Get started with Azure Databricks
Azure Databricks is a cloud-based distributed platform for data processing built on Apache Spark. Databricks was designed to unify data science, data engineering, and business data analytics on Spark by creating an easy to use environment that enables users to spend more time working effectively with data, and less time focused on managing clusters and infrastructure. As the platform has evolved, it has kept up to date with the latest advances in the Spark runtime and added usability features to support common data workloads in a single, centrally managed interface.
Azure Databricks is hosted on the Microsoft Azure cloud platform, and integrated with Azure services such as Azure Active Directory, Azure Storage, Azure Synapse Analytics, and Azure Machine Learning. Organizations can apply their existing capabilities with the Databricks platform, and build fully integrated data analytics solutions that work with cloud infrastructure used by other enterprise applications.
Creating an Azure Databricks workspace
To use Azure Databricks, you must create an Azure Databricks workspace in your Azure subscription. You can accomplish this by:
- Using the Azure portal user interface.
- Using an Azure Resource Manager (ARM) or Bicep template.
- Using the
New-AzDatabricksWorkspaceAzure PowerShell cmdlet
- Using the
az databricks workspace createAzure command line interface (CLI) command.
When you create a workspace, you must specify one of the following pricing tiers:
- Standard - Core Apache Spark capabilities with Azure AD integration.

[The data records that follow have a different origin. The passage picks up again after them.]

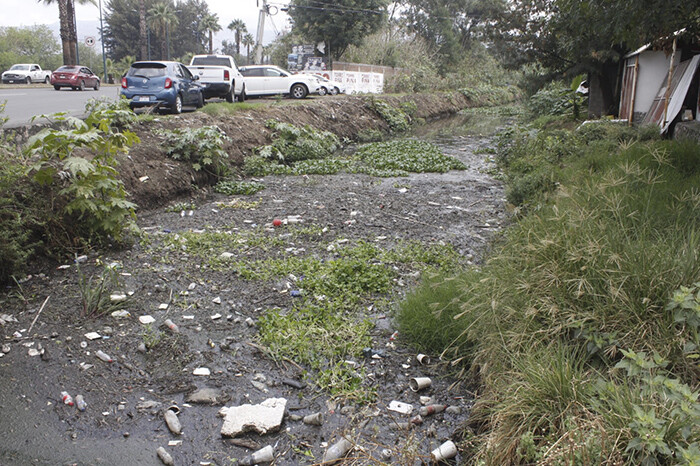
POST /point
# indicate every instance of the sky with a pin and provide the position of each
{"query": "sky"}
(30, 12)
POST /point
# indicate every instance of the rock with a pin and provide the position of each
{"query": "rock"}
(209, 396)
(262, 418)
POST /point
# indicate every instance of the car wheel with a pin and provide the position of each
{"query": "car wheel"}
(177, 106)
(298, 91)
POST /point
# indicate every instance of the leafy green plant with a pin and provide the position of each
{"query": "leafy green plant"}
(232, 187)
(292, 143)
(203, 147)
(88, 190)
(95, 292)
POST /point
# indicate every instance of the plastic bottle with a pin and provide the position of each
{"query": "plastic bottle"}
(171, 325)
(103, 356)
(337, 451)
(67, 399)
(80, 402)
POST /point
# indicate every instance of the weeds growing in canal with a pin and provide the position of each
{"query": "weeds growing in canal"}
(573, 324)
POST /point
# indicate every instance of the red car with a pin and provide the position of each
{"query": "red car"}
(76, 77)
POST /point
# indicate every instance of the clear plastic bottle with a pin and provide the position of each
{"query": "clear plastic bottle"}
(80, 403)
(67, 399)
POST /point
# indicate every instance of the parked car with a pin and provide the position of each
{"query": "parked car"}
(76, 77)
(329, 87)
(219, 77)
(162, 84)
(26, 73)
(273, 80)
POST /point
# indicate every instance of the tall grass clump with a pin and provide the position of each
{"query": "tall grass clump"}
(582, 326)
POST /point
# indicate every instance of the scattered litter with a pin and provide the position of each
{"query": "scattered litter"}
(165, 456)
(172, 421)
(400, 407)
(262, 418)
(103, 356)
(264, 455)
(80, 403)
(67, 399)
(444, 452)
(171, 325)
(337, 451)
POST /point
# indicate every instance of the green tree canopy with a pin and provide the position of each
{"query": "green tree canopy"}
(34, 44)
(339, 23)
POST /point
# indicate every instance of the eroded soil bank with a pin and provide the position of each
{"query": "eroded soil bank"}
(460, 208)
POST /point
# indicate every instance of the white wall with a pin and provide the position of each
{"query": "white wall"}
(653, 72)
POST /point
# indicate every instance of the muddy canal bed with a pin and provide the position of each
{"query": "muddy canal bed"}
(219, 312)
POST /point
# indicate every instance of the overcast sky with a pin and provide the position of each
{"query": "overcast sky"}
(30, 12)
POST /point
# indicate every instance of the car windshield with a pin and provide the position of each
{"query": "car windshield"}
(211, 61)
(147, 70)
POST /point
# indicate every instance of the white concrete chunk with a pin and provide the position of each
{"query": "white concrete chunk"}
(262, 418)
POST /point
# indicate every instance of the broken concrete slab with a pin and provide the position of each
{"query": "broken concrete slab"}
(262, 418)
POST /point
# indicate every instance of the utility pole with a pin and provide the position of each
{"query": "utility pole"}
(261, 30)
(102, 41)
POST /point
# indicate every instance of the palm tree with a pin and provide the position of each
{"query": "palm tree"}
(248, 40)
(238, 27)
(161, 17)
(210, 23)
(69, 36)
(143, 34)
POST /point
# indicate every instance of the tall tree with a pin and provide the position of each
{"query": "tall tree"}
(162, 18)
(210, 24)
(69, 36)
(238, 27)
(248, 41)
(337, 24)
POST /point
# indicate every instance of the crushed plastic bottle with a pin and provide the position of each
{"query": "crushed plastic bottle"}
(67, 399)
(171, 325)
(105, 357)
(80, 403)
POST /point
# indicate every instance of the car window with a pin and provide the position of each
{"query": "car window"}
(211, 61)
(147, 70)
(273, 73)
(251, 72)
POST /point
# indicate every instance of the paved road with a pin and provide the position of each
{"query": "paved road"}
(24, 102)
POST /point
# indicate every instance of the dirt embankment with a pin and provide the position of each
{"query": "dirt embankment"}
(346, 116)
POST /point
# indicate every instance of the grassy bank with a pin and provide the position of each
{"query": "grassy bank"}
(582, 327)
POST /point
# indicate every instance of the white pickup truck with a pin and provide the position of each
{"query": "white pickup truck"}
(26, 73)
(219, 77)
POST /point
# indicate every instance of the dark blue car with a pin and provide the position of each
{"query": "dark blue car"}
(164, 84)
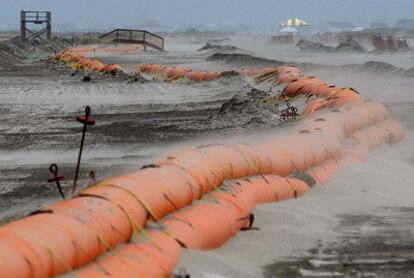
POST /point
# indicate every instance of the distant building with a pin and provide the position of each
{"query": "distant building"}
(405, 22)
(339, 26)
(378, 24)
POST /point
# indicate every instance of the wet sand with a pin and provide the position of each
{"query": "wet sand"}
(365, 204)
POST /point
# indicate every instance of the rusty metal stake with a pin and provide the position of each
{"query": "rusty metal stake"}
(85, 120)
(54, 170)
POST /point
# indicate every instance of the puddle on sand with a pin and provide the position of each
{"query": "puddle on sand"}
(371, 245)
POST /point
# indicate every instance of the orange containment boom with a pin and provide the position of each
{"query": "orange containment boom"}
(186, 194)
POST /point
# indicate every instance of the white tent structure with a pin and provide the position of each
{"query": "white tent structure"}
(358, 29)
(295, 23)
(288, 30)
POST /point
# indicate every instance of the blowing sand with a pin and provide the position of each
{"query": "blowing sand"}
(329, 226)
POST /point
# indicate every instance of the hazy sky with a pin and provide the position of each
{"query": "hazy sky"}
(96, 13)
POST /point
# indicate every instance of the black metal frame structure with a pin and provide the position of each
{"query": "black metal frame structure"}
(35, 17)
(135, 36)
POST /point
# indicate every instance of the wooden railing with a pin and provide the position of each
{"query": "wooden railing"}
(135, 36)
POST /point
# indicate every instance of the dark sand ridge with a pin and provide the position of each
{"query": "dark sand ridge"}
(148, 112)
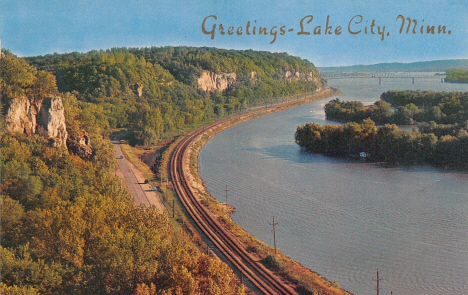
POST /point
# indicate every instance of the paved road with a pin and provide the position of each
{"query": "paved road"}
(133, 178)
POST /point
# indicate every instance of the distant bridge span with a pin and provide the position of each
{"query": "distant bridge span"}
(380, 75)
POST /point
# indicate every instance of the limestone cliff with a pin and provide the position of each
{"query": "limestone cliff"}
(26, 115)
(210, 81)
(79, 143)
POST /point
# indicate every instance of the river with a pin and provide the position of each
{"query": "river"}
(345, 219)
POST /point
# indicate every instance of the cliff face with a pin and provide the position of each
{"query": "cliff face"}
(210, 81)
(26, 116)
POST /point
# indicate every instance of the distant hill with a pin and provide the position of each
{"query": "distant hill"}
(422, 66)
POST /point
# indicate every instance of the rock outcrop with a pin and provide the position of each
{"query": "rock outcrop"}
(25, 115)
(79, 143)
(210, 81)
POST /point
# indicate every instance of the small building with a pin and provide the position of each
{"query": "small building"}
(364, 155)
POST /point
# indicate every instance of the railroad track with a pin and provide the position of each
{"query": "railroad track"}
(226, 243)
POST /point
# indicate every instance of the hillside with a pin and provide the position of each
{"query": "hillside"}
(68, 224)
(156, 91)
(422, 66)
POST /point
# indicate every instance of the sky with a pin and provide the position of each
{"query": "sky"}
(357, 32)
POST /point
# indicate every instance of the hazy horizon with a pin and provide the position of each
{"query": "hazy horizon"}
(333, 33)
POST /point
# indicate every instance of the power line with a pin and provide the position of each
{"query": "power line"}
(377, 280)
(274, 231)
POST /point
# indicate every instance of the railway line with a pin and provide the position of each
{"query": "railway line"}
(262, 278)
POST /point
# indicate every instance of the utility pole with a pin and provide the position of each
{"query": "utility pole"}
(377, 280)
(226, 196)
(274, 232)
(198, 171)
(165, 195)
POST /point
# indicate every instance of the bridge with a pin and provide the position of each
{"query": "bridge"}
(381, 75)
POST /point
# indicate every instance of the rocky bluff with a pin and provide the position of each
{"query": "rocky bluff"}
(210, 81)
(47, 117)
(29, 116)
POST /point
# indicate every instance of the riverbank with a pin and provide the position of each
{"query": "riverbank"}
(305, 280)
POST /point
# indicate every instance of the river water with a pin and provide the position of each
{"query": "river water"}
(345, 219)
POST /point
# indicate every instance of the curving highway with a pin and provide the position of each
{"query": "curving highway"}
(261, 277)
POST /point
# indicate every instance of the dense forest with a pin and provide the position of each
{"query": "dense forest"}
(441, 138)
(449, 148)
(68, 226)
(457, 76)
(404, 107)
(154, 91)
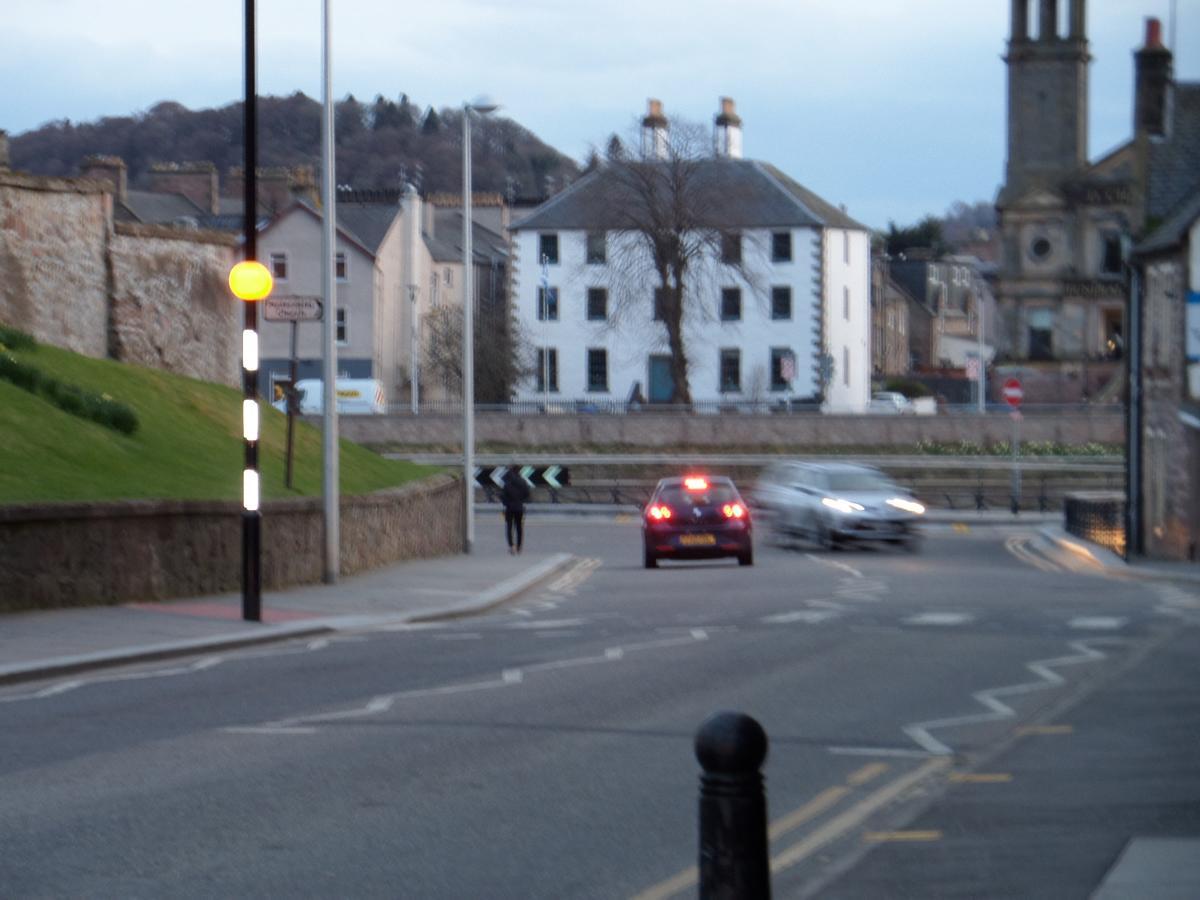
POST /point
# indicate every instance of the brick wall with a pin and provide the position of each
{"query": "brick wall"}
(171, 303)
(53, 261)
(79, 555)
(700, 432)
(150, 295)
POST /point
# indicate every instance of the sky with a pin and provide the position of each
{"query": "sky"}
(894, 108)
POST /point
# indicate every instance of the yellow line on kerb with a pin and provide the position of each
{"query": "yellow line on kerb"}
(1045, 730)
(820, 804)
(901, 837)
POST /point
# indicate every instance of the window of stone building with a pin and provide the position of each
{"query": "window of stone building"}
(781, 247)
(598, 250)
(731, 247)
(731, 304)
(781, 303)
(1041, 334)
(731, 370)
(598, 304)
(598, 370)
(547, 249)
(1111, 262)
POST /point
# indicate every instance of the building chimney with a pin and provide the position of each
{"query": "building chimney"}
(1152, 91)
(655, 138)
(196, 180)
(111, 169)
(727, 131)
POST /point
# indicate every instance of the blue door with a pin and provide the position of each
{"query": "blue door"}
(661, 383)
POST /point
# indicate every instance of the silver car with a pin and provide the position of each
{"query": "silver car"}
(833, 503)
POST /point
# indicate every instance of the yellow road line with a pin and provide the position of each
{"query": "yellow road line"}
(855, 816)
(868, 773)
(901, 837)
(1045, 730)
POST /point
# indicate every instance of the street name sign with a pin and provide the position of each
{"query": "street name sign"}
(289, 307)
(1012, 393)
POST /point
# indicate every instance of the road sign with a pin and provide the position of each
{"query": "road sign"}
(287, 307)
(1012, 393)
(533, 475)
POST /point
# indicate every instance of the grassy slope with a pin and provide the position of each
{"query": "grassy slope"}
(189, 444)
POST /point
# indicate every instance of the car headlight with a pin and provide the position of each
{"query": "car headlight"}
(841, 505)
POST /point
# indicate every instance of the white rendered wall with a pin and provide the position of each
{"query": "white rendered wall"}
(630, 335)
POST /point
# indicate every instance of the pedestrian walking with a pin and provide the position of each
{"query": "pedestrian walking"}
(514, 496)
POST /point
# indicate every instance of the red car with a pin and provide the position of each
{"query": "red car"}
(696, 517)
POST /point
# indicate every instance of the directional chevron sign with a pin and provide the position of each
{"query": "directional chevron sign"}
(533, 475)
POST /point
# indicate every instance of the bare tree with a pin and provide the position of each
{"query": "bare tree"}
(499, 352)
(666, 210)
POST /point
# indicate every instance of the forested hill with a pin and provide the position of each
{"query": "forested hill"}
(378, 144)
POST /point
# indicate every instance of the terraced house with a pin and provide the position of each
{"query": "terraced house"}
(774, 300)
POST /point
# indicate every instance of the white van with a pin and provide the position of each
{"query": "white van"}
(355, 396)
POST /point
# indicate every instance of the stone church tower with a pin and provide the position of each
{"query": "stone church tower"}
(1060, 288)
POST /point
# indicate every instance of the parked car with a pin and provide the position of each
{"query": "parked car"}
(355, 396)
(696, 517)
(891, 402)
(833, 503)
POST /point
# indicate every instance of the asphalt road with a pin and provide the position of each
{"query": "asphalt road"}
(545, 750)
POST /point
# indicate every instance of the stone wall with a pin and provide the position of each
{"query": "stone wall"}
(53, 261)
(79, 555)
(150, 295)
(171, 303)
(731, 431)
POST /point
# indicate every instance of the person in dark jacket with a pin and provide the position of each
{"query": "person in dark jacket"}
(514, 496)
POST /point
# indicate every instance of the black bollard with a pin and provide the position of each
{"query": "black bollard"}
(733, 862)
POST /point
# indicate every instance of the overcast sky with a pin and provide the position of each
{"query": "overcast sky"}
(894, 108)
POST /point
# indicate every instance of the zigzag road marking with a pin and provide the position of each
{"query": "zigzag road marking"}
(919, 732)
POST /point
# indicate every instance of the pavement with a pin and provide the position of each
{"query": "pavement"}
(1161, 859)
(55, 642)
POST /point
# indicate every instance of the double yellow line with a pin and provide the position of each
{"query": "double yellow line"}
(817, 807)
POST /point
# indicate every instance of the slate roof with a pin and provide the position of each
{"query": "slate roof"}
(154, 208)
(1175, 161)
(1171, 233)
(733, 193)
(445, 243)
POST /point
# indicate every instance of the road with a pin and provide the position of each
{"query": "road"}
(545, 750)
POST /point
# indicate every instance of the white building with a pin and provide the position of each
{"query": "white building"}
(778, 310)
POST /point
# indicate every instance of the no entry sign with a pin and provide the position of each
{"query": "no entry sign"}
(1013, 393)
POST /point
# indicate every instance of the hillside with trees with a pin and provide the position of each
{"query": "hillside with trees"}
(378, 144)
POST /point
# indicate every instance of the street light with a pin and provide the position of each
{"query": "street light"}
(250, 281)
(483, 106)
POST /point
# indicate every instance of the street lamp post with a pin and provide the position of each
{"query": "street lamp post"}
(481, 106)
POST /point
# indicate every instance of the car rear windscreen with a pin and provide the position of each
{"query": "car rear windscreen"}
(712, 496)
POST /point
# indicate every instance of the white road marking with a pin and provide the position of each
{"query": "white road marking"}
(919, 732)
(849, 569)
(811, 617)
(940, 618)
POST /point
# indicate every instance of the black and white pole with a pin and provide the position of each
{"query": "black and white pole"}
(733, 850)
(250, 282)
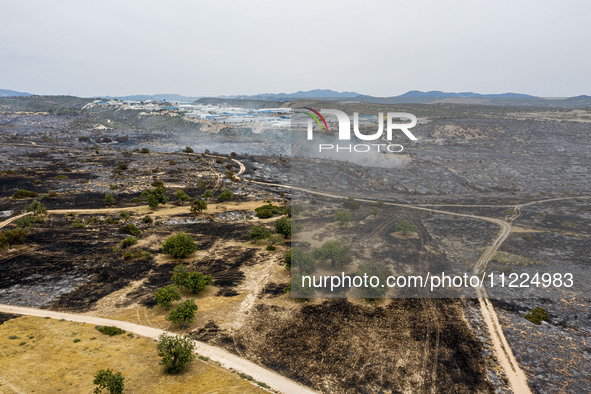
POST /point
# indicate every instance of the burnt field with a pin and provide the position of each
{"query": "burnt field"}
(339, 346)
(465, 156)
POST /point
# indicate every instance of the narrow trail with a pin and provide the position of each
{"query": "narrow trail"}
(516, 376)
(503, 351)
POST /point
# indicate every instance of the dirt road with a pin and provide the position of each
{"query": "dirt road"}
(226, 359)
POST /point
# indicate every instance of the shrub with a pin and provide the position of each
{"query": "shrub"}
(24, 194)
(166, 295)
(127, 242)
(37, 208)
(136, 254)
(176, 352)
(405, 226)
(183, 313)
(155, 197)
(537, 315)
(107, 380)
(351, 204)
(226, 195)
(269, 210)
(198, 206)
(29, 220)
(77, 223)
(130, 229)
(342, 216)
(193, 281)
(181, 195)
(110, 330)
(283, 227)
(109, 199)
(336, 251)
(258, 233)
(274, 240)
(179, 245)
(207, 194)
(111, 220)
(264, 213)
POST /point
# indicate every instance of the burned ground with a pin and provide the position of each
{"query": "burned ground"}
(337, 346)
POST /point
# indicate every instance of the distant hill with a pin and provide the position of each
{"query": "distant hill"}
(440, 94)
(157, 97)
(315, 93)
(12, 93)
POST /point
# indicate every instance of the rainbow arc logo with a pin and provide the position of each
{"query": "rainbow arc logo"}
(315, 116)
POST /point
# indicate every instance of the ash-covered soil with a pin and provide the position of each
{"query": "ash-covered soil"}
(338, 346)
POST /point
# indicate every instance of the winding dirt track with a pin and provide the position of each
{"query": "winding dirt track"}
(516, 376)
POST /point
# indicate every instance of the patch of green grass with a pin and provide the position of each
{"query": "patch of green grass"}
(110, 330)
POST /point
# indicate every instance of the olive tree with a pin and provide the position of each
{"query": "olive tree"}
(179, 245)
(106, 379)
(176, 352)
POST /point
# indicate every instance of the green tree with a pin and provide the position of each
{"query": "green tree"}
(166, 295)
(405, 226)
(283, 227)
(336, 251)
(109, 199)
(181, 195)
(198, 206)
(183, 313)
(106, 379)
(342, 216)
(179, 245)
(176, 352)
(258, 233)
(192, 281)
(226, 195)
(37, 208)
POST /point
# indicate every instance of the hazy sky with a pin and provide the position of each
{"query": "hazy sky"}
(382, 48)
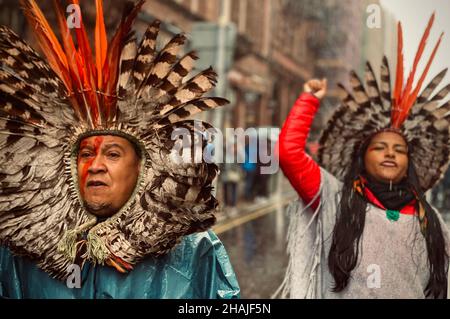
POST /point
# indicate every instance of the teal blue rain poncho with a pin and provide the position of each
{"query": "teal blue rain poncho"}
(198, 267)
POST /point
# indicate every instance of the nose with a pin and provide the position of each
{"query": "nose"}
(97, 165)
(390, 153)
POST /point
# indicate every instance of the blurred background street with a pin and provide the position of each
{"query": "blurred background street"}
(264, 51)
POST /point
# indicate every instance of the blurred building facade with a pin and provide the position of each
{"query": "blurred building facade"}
(279, 44)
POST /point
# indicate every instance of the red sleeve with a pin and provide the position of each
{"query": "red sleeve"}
(301, 170)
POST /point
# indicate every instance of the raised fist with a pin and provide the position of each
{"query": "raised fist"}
(316, 87)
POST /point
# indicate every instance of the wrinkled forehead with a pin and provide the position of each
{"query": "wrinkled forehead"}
(100, 141)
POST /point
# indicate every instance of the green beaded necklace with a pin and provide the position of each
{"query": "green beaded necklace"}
(392, 215)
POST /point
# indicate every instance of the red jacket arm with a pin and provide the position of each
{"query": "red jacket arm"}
(300, 169)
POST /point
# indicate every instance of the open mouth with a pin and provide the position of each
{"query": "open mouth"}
(389, 164)
(95, 184)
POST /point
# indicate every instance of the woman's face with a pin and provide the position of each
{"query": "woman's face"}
(386, 158)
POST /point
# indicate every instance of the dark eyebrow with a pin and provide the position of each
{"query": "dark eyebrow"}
(385, 144)
(111, 145)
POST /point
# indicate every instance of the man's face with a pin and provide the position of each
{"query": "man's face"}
(108, 169)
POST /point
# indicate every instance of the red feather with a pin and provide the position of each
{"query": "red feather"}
(399, 74)
(405, 98)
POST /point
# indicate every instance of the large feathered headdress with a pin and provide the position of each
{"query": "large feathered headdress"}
(421, 119)
(48, 106)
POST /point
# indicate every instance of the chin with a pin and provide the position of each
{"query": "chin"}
(100, 209)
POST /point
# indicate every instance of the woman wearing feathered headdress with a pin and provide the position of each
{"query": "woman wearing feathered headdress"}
(95, 191)
(372, 233)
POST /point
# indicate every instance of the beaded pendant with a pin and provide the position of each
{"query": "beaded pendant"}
(392, 215)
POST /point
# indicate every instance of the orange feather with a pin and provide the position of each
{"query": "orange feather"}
(47, 40)
(404, 102)
(399, 74)
(101, 42)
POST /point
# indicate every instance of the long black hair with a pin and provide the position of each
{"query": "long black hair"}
(344, 252)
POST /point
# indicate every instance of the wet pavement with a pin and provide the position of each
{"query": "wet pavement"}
(256, 244)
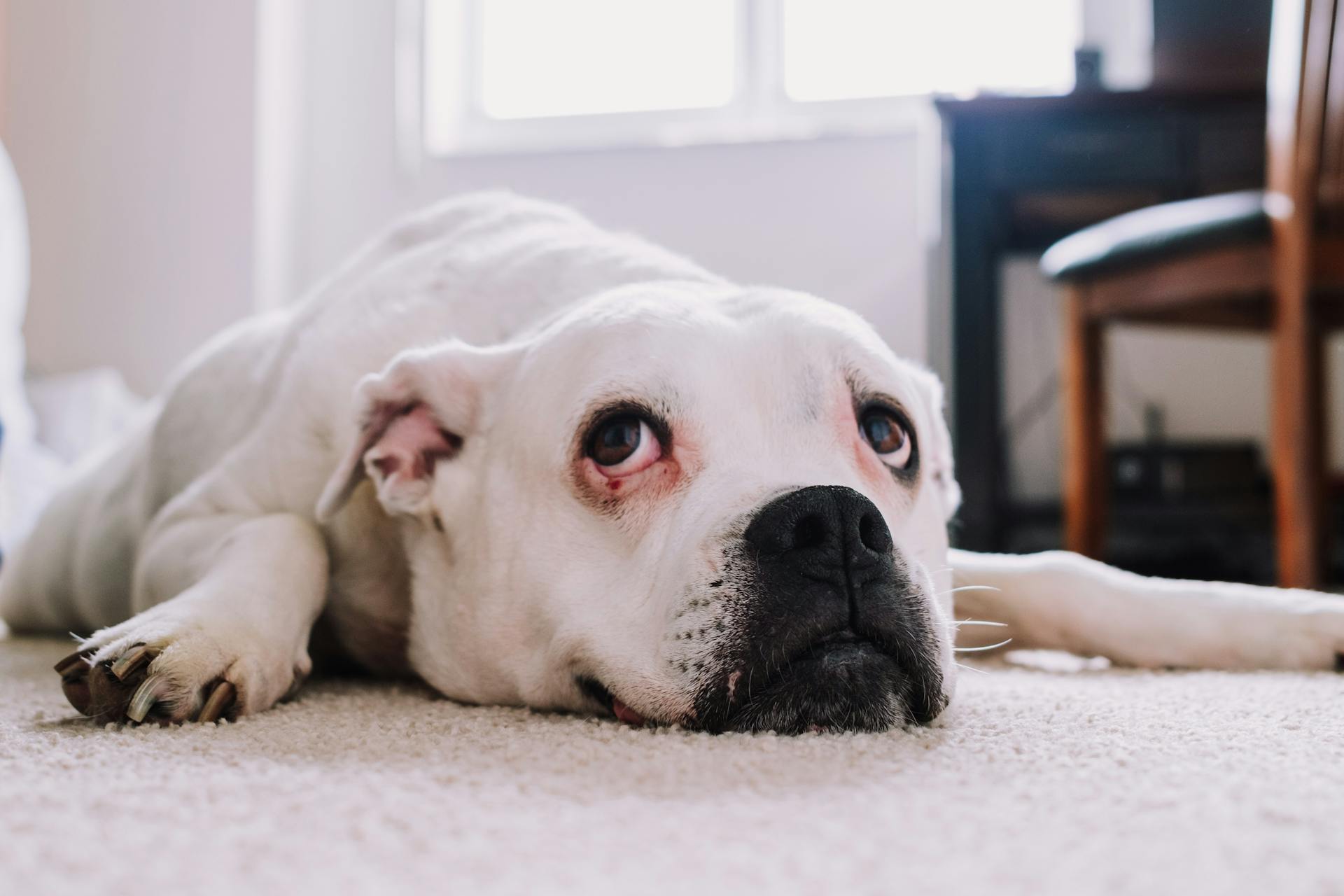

- Premium - Role-based access controls and other enterprise-level features.
- Trial - A 14-day free trial of a premium-level workspace
Using the Azure Databricks portal
After you've provisioned an Azure Databricks workspace, you can use the Azure Databricks portal to work with data and compute resources. The Azure Databricks portal is a web-based user interface through which you can create and manage workspace resources (such as Spark clusters) and work with data in files and tables.